Il y a d'abord eu la pandémie et maintenant la guerre en Ukraine. L'industrie est actuellement confrontée à de grands défis. La Fedil, la Fédération des industriels luxembourgeois, se prépare à des changements fondamentaux.
Les sanctions contre la Russie ne nuisent pas seulement à l'économie russe. Au Luxembourg, l'industrie importe de Russie, directement ou par des voies détournées, des matières premières importantes, qui maintenant ne lui parviennent plus.

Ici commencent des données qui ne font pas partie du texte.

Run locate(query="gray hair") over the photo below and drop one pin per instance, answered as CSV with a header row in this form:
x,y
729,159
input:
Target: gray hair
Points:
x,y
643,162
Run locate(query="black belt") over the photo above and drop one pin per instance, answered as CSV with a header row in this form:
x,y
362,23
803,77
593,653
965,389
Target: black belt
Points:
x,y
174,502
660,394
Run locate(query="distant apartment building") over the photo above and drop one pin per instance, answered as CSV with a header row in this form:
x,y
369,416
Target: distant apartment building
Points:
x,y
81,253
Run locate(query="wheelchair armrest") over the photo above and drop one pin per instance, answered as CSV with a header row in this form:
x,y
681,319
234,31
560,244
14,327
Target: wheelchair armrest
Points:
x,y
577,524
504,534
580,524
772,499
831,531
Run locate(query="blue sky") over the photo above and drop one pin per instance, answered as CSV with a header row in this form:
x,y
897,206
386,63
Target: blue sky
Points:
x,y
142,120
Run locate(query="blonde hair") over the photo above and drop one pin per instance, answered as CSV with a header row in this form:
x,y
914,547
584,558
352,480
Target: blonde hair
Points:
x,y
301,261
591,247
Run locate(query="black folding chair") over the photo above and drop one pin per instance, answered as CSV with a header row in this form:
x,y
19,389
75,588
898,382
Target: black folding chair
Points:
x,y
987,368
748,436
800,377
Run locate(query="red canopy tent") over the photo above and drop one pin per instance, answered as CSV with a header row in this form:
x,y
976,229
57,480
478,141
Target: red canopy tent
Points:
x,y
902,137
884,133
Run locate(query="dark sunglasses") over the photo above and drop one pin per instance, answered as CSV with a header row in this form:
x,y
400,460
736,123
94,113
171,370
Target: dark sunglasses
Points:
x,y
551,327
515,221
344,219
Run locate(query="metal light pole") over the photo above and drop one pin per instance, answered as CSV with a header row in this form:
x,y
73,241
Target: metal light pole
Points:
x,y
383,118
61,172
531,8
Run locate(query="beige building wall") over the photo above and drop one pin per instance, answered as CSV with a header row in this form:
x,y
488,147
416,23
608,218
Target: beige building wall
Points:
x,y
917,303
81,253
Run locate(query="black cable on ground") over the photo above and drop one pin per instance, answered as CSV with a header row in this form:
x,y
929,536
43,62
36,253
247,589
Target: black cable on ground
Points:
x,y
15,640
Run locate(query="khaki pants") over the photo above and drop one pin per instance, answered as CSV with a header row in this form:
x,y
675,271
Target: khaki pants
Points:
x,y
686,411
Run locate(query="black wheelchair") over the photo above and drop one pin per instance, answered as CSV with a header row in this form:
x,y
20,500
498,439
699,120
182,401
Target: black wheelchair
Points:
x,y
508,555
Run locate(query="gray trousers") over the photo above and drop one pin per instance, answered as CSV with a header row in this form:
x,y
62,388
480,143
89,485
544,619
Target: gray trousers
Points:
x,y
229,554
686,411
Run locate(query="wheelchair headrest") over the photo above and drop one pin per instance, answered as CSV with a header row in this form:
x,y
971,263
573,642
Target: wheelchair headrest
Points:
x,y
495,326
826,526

"Il ne nous appartient pas de prendre ces décisions. Quand les politiques les ont décidées, nous les avons partagées. Le rôle que nous avons, est de déterminer et d'expliquer quelles sont les conséquences", selon René Winkin, le directeur de la Fedil.
Des explications qui ne sont pas simples. Les implications sont complexes. En théorie, au Luxembourg, le secteur pourrait soutenir un arrêt complet des importations de gaz et de pétrole russes. Mais l'industrie allemande serait gravement impactée, et les Luxembourgeois dépendent de cette dernière.
"Nous savons que s'il y a une pénurie de gaz, l'industrie sera la première à avoir le gaz coupé. Ce sont des industries qui fabriquent des produits, qui sont au début de tout le processus: métal, verre, matières synthétiques. Nous devons supposer qu'alors de nombreux secteurs ne fonctionneront plus."
Et les prix de ces produits qui arriveraient encore sur le marché, exploseraient.
Les conséquences d'un arrêt des importations de pétrole russe seraient encore prévisibles: des prix élevés à la pompe. Mais selon la Fedil, un embargo sur le gaz est une question qui concerne l'ensemble de la société. D'une manière générale, la consommation de gaz devrait diminuer, estime la Fédération industrielle, qui est d'accord avec l'accord tripartite, même si les grandes questions n'ont pas été posées.
"Mais il aurait encore fallu voir ce qui aurait pu être changé structurellement. Si nous projetons ces pénuries encore plus loin, nous ne pouvons pas dire que nous donnerons simplement de l'argent aux gens pour qu'ils achètent comme jusqu'à présent. S'il y a pénurie, il y a pénurie", explique René Winkin.
L'objectif serait d'être moins dépendant des importations. L'intérêt des acteurs de l'industrie pour la décarbonation serait donc grand, selon René Winkin.